“An Instrument of War” by Martin Hicks
New seafaring novel in a series of USA Civil War sagas
About the Book
It is August 1863 and the Confederate Navy Cruiser Palmetto escapes from Charleston harbour to resume her career as a raider, hunting the shipping of the United States. The succeeding months see her range the Atlantic Ocean before facing a wild passage of Cape Horn, as her Captain Thomas Grover steers his ship for the Orient, seeking ever more victims in his mission to cripple the overseas commerce of the enemy.
About the Author
Martin Hicks was in education as a primary school teacher in Greenock and subsequently a Primary School Headteacher in Aberdeenshire, Scotland.
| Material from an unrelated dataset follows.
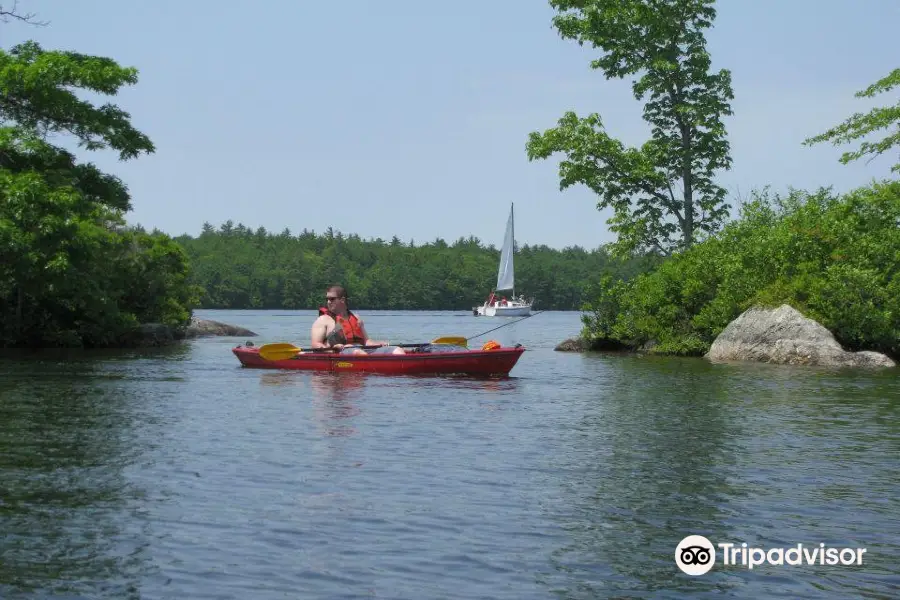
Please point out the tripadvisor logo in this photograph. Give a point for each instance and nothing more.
(696, 555)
He opted to spend the final six years of his teaching career in Special education and did so as Deputy Head of a Special Needs School with responsibility for Primary education.
Martin started writing after leaving teaching and opted for the American Civil War setting as a result of a long-term interest in the period and he has made several visits to a range of the historical sites in the United States.
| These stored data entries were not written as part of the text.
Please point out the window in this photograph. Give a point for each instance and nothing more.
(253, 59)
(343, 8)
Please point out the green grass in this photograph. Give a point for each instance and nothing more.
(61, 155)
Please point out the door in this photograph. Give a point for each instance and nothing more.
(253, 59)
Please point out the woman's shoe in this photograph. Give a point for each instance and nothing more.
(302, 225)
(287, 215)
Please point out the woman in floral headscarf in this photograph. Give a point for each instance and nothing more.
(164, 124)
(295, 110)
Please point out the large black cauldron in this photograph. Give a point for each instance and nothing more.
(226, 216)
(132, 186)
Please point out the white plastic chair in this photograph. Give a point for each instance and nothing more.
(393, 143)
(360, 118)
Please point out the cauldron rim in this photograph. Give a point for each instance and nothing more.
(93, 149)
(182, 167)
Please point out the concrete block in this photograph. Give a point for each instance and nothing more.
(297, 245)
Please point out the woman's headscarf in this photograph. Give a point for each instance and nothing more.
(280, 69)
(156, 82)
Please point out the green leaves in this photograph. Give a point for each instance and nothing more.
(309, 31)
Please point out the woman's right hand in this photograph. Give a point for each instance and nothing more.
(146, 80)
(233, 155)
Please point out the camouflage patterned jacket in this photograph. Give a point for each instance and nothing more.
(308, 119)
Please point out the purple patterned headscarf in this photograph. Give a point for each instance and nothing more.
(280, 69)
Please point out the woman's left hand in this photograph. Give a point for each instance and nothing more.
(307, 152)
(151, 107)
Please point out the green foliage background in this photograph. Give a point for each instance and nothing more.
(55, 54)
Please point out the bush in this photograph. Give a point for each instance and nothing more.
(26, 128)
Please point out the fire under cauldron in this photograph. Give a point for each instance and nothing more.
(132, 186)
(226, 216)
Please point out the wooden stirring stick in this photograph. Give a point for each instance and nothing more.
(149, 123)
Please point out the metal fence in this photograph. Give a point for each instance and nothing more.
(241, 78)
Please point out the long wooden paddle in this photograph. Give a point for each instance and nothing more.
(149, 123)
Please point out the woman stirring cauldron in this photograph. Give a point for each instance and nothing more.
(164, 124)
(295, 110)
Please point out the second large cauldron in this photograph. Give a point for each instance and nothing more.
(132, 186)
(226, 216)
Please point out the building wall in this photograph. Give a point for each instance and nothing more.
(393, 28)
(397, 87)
Other US Civil War novels that Martin has published include:
A Season for Killing (2007) (ISBN #978-1434349293)
A Deepening Twilight (2007) (ISBN #978-1434349293)
The Rappahannock Line (2011) (ISBN #978-1456773366)
Mirage of Victory (2012) (ISBN #978-1909039155)
The Bitterest Enemy (2013) (ISBN #978-1909878334)
Bond of Blood (2014) (ISBN #978-1910394809)
Palmetto (2015) (ISBN #978-1785076367)
“Reload Mr Lake and have the chaser ready also.” The gunner started forward as the call came from aloft.
“On deck!” The shout came from Quincy. “They’re broachin’ their hatches!”
“Next shot into her stern Mr Lake,” Grover bellowed, “as soon as you can do it.” Lake was already at the focs’le chaser, bending over the gun, inspecting the primer as he paid out the lanyard. The thirty two pounder was hauled forward to the open port, allowing him to squint along the barrel, gesturing to his crew to adjust the aim with the tackles. At length he was satisfied and he stepped away, gripping the lanyard in his right hand. Grover waited, while the gunner alternated his gaze once more between target and sea, then he jerked the lanyard and the yellow flash came again, along with the deafening crash and the column of smoke, which whipped away as the previous one had. Grover had the glass to his eye and he peered intently towards the other ship, seeing no sign of the missile, instead catching sight of a section of the schooner’s stern shattering as the heavy bolt struck home, sending a spray of debris into the air. A further shower of wood shards saw the bolt emerge from the vessel’s further quarter and fly on to splash into the sea beyond the target. The watching audience was again impressed, as was Grover, for, at such a range, it was excellent gunnery.”